# Brasil seguirá negociando tarifas americanas, diz ministro Elias Rosa

> O ministro do MDIC, Márcio Elias Rosa, afirmou que o Brasil continuará negociando para evitar tarifas dos EUA sobre produtos brasileiros. O foco é defender a economia nacional.

*Pacha Floripa · Dicas de Viagem · 24 de julho de 2026 · Priscila Nunes*

## Brasil seguirá negociando tarifas americanas, diz ministro Elias Rosa

O ministro do Desenvolvimento, Indústria, Comércio e Serviços (MDIC), Márcio Elias Rosa, declarou nesta quinta-feira (23) que o Brasil continuará negociando para impedir a imposição da tarifa de 25% que os Estados Unidos aplicaram a produtos brasileiros. O País também pretende ampliar a lista de isenções à tarifa de 12,5% imposta por suposta falha no combate ao trabalho forçado.

## Negociações em Foco

Segundo o ministro, o presidente Lula orientou que as negociações sejam incessantes, com o objetivo de retirar os 25% já decididos e ampliar a lista de exceções. "É preciso negociar, negociar, negociar, para afastar a imposição dos 25% e ampliar as exceções", afirmou a jornalistas.

### Produtos Isentos

Entre os itens que já estão isentos da tarifa americana estão a carne bovina e o café. A lista de exceção vale para todos os países abrangidos pela medida e inclui produtos considerados "sensíveis" à inflação doméstica dos EUA, como alimentos da cesta básica.

## A Lei de Reciprocidade

Questionado sobre a pressão do empresariado para que o Brasil não adote a Lei de Reciprocidade, Elias respondeu que o País não pode abrir mão desse instrumento, pois ele protege a economia nacional e os interesses brasileiros.
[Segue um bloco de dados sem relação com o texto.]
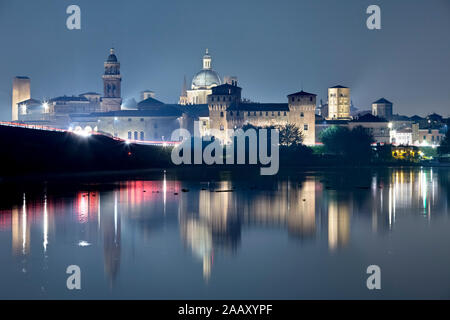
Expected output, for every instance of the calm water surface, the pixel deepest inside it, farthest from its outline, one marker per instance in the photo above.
(300, 235)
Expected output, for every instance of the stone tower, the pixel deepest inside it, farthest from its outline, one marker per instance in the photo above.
(382, 108)
(21, 92)
(302, 113)
(339, 103)
(219, 101)
(111, 100)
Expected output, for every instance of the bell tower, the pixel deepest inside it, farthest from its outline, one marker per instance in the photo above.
(111, 100)
(207, 61)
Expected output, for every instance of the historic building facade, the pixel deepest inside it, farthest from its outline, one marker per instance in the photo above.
(339, 103)
(20, 92)
(111, 100)
(228, 112)
(382, 108)
(201, 85)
Ele também afirmou que o governo de Lula jamais renunciará à possibilidade de defender, por todos os meios, os setores produtivos. "O momento e a forma de fazê-lo serão definidos pelo tempo. O objetivo principal é negociar e evitar tarifas que são extremamente injustas e danosas", disse.

### Setores Atingidos

O ministro ressaltou que setores "muito sacrificados", como a madeira, sofrerão forte impacto e afirmou que, se necessário, o Brasil não hesitará em recorrer à reciprocidade. Elias qualificou a tarifa de 12,5% como indevida, ilegítima e ilegal, baseada em fatos inexistentes. O governo, segundo ele, contestará, protestará e usará todos os mecanismos para rejeitar essa cobrança.

## Produtos Exportados

Ele informou que cerca de dois mil produtos exportados ao mercado americano permanecem isentos tanto da tarifa de 25% quanto da de 12,5%. Produtos como celulose e pescados enfrentarão apenas a taxa de 12,5%, enquanto calçados, máquinas, equipamentos, peças, componentes, confecções e químicos podem ser tributados em 37,5%.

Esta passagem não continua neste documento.